On the evolution of SAN.

Well nothing ever develops as fast as you want it to. Especially when you are pushing the envelope to the edge, you would want to see change happen as quickly as you can. My outlook is that we are probably 3 - 5 years away from what we are trying to do and that's ok. The important thing now is that we need to get to an agreement head directionally in one way and start taking steps towards that. If it takes 3-5 years that's fine.
I think there are two forces at work here, one is the underlying technology that supports it and the other is, in going out and working with the customers and get them to understand, whets possible. And customers don't change over night. Most of them already have big investments and they'd look to change the way they are doing things as they begin to replace, upgrade and change out the investment they have already made. So, even if you have all the technology available next year, we couldn't start to capture the markets. So, we have work to do, not just on the side of safe standards and develop underlying technology to enable it. We have a lot of work to do with education in the end user community.

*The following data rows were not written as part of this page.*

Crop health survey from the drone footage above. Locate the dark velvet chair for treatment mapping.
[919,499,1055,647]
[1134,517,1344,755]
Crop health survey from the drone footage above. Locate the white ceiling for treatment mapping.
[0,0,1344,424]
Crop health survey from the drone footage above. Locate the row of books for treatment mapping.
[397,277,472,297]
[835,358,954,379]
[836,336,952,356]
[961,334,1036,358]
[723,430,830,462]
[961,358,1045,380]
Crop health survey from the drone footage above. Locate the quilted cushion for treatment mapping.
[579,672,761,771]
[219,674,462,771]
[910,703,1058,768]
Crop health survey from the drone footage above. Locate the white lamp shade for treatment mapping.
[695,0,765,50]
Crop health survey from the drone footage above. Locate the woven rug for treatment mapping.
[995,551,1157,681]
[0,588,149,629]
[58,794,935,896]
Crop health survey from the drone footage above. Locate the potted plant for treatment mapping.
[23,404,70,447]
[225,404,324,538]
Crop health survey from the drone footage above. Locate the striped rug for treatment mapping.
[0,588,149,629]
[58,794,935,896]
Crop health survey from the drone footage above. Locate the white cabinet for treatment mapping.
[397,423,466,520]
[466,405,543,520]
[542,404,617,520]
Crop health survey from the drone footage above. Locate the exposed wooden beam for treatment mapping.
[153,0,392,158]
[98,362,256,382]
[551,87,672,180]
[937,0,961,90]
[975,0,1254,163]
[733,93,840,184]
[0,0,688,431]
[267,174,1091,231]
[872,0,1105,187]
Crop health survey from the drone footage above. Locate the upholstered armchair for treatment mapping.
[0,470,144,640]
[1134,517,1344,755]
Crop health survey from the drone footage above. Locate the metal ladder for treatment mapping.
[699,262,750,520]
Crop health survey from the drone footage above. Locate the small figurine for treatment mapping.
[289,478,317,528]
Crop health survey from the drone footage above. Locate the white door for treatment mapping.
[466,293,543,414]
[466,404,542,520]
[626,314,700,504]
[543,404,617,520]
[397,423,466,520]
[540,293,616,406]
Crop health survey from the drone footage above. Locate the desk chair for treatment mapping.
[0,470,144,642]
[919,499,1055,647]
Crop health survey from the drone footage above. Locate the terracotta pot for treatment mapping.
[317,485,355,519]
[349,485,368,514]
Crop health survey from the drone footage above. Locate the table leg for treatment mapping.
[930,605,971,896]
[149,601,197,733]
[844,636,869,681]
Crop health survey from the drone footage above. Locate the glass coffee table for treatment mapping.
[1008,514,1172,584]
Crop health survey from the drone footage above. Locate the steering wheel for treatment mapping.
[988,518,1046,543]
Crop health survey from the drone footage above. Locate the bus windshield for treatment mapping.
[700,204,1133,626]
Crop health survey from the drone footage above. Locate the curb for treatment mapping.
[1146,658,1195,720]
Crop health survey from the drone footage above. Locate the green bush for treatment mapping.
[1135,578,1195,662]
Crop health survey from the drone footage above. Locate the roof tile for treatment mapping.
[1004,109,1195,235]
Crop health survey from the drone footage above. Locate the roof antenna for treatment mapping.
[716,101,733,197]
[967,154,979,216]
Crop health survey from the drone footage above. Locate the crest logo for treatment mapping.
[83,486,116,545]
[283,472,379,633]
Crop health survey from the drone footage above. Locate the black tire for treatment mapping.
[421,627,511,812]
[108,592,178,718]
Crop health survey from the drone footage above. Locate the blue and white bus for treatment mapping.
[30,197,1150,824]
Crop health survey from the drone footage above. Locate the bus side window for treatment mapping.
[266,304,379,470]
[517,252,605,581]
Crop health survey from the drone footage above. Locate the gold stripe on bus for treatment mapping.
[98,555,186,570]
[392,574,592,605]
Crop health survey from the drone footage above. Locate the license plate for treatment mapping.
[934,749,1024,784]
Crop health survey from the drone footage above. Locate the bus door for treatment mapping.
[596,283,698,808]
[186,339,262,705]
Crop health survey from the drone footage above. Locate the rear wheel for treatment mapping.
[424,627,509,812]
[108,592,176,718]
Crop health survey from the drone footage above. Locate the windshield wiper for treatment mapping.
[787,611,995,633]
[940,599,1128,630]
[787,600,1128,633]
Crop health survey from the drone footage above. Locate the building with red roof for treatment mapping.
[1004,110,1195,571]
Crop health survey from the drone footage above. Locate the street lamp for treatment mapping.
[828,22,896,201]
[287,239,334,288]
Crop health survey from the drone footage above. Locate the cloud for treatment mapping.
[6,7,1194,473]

On educating the end-user community and the strategic areas that need focus.

I outlined a framework in my presentation yesterday that we put a US patent on and within that framework, I think right now there's a fair amount of work that I know is happening in the networking side and there is also a fair amount of work underway on the hardware platform side too. 
The operating software layer needs a lot more investment. Security is going to become a bigger issue, it hasn't become a big issue till date because its still in the data center. But, if you start integrating all the data centers, security is going to become a bigger issue and a lot of work is going to be required in that area. There hasn't been really much at all done on quality of service. 
Software required to ensure effective service delivery and quality, because not all data should be treated the same and we have to get to the point where we can determine what data is important, and what data is less important, what data is new, what is old, and how to manage that in a 'quality of service' framework. Not much has been done there. And then probably, our biggest area is around putting intelligent devices in the network to route and move data around into the right places. 

On his role in BellSouth 

I work in BellSouth's new business ventures area and so, we look at a number of new businesses to get launched. Storage was a very important one for us. I came out of there and into storage, to get it launched, framed up and in place and so now I look towards other ventures like grid computing, Voice Over IP, security and a number of thing we're doing to build applications that will run over a network. 


Mr. Zimba holds a Bachelor’s Degree in Economics and Policy Studies and a Master’s Degree in Public Finance from the Maxwell School at Syracuse University. His other interests include golfing, sailing, scuba diving, and real estate investing. He lives with his wife and two children in Atlanta, Georgia.